Merriweather se limitó a negar con la cabeza, sin apartar los ojos de la revista.
– Tengo entendido que Ruby llevaba un diario. ¿Alguno de ustedes lo vio alguna vez? – Las tres cabezas indicaron que no al unísono.
– Enviaré a un funcionario mañana, entonces, para que revise su habitación.
– Ya la revisaron una vez – dijo la señora Judd -. Tendrían que tener un poco más de respeto antes de molestar a los deudos…
Jury se puso de pie. Con un gusto amargo en la garganta. Wiggins también se levantó, guardándose el lápiz en el bolsillo de la chaqueta.
– Se les entregará el cuerpo de su hija para el funeral apenas recibamos la aprobación del Ministerio del Interior.
CAPÍTULO 14
Viernes 25 de diciembre
Cuando se despertó la mañana de Navidad, el legajo de Matchett estaba en el suelo. Lo recogió y se pasó más de una hora mirando las hojas sueltas. Lo que Matchett le había dicho se confirmaba. Tanto él como la muchacha, Harriet Gethvyn-Owen, tenían coartadas: el público asistente. Una mucama llamada Daisy Trump fue quien le llevó la bandeja a Celia Matchett. Por lo general se la dejaba junto a la puerta de la habitación, pero esa vez la señora le pidió que la dejara sobre la mesita. Por eso Daisy pudo atestiguar que había visto a Celia Matchett viva en ese momento La cocoa tenía una droga, algo que la policía no pudo entender: ¿por qué un ladrón común y corriente iba a ponerle una droga en la cocoa y luego regresar a robar la oficina? ¿Por qué no esperar a que ella no estuviera? Jury también pensó que no tenía mucho sentido. Miró el diagrama de la oficina. El escritorio frente a la ventana, donde estaba sentada. La puerta daba al vestíbulo frente al escritorio. Unos cuadraditos señalaban la ubicación de mesas, sillas, etcétera.
Jury volvió a dejar los papeles en el legajo. Dios. Dos días antes tenía dos asesinatos para resolver. En esa mañana de Navidad ya tenía cinco.

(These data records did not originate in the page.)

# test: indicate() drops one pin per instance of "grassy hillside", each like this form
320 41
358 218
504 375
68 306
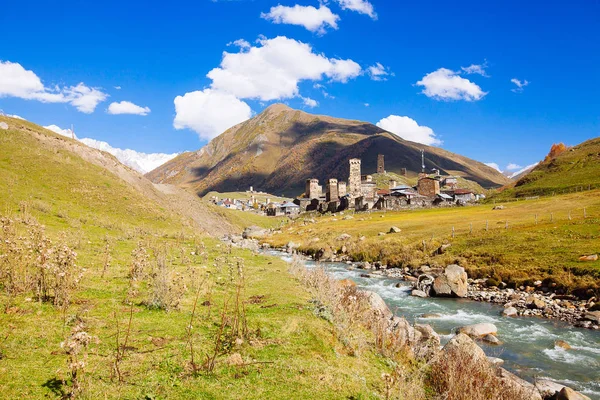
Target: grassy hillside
576 169
513 248
279 149
144 266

– ¿Más café, señor? – preguntó Daphne solícita.
– No, gracias. ¿Te dijo Ruby alguna vez que ella había sido ayudante en una peluquería en Londres?
– ¿Ruby? Es un chiste. Ella no haría ese tipo de trabajo. Tenía un empleo, sí. Posaba para…, bueno, para “esas” fotos.
Jury pensó en Sheila Hogg y su supuesta profesión de “modelo” en el Soho. Oyó el sonido del teléfono y en seguida Twig fue a buscarlo.
– Habla Jury.
– Estoy en la comisaría de Long Pidd, señor. – Wiggins ya se refería al pueblo con el afectuoso diminutivo. El penetrante silbido de la pava de Pluck servía de música de fondo. – No había ningún diario en el cuarto de Ruby ni en su casa ni en el vicariato. – Wiggins se interrumpió para agradecerle a Pluck una taza de té. – Pero la señora Gaunt me ha dicho que siempre veía a Ruby escribiendo en un cuaderno. Dice que era chiquito y de color rojo oscuro. Se puso furiosa cuando le pregunté si alguna vez lo había leído. – Wiggins sorbió su té. – Dice que no se acuerda cuándo fue la última vez que la vio a Ruby escribiendo en él.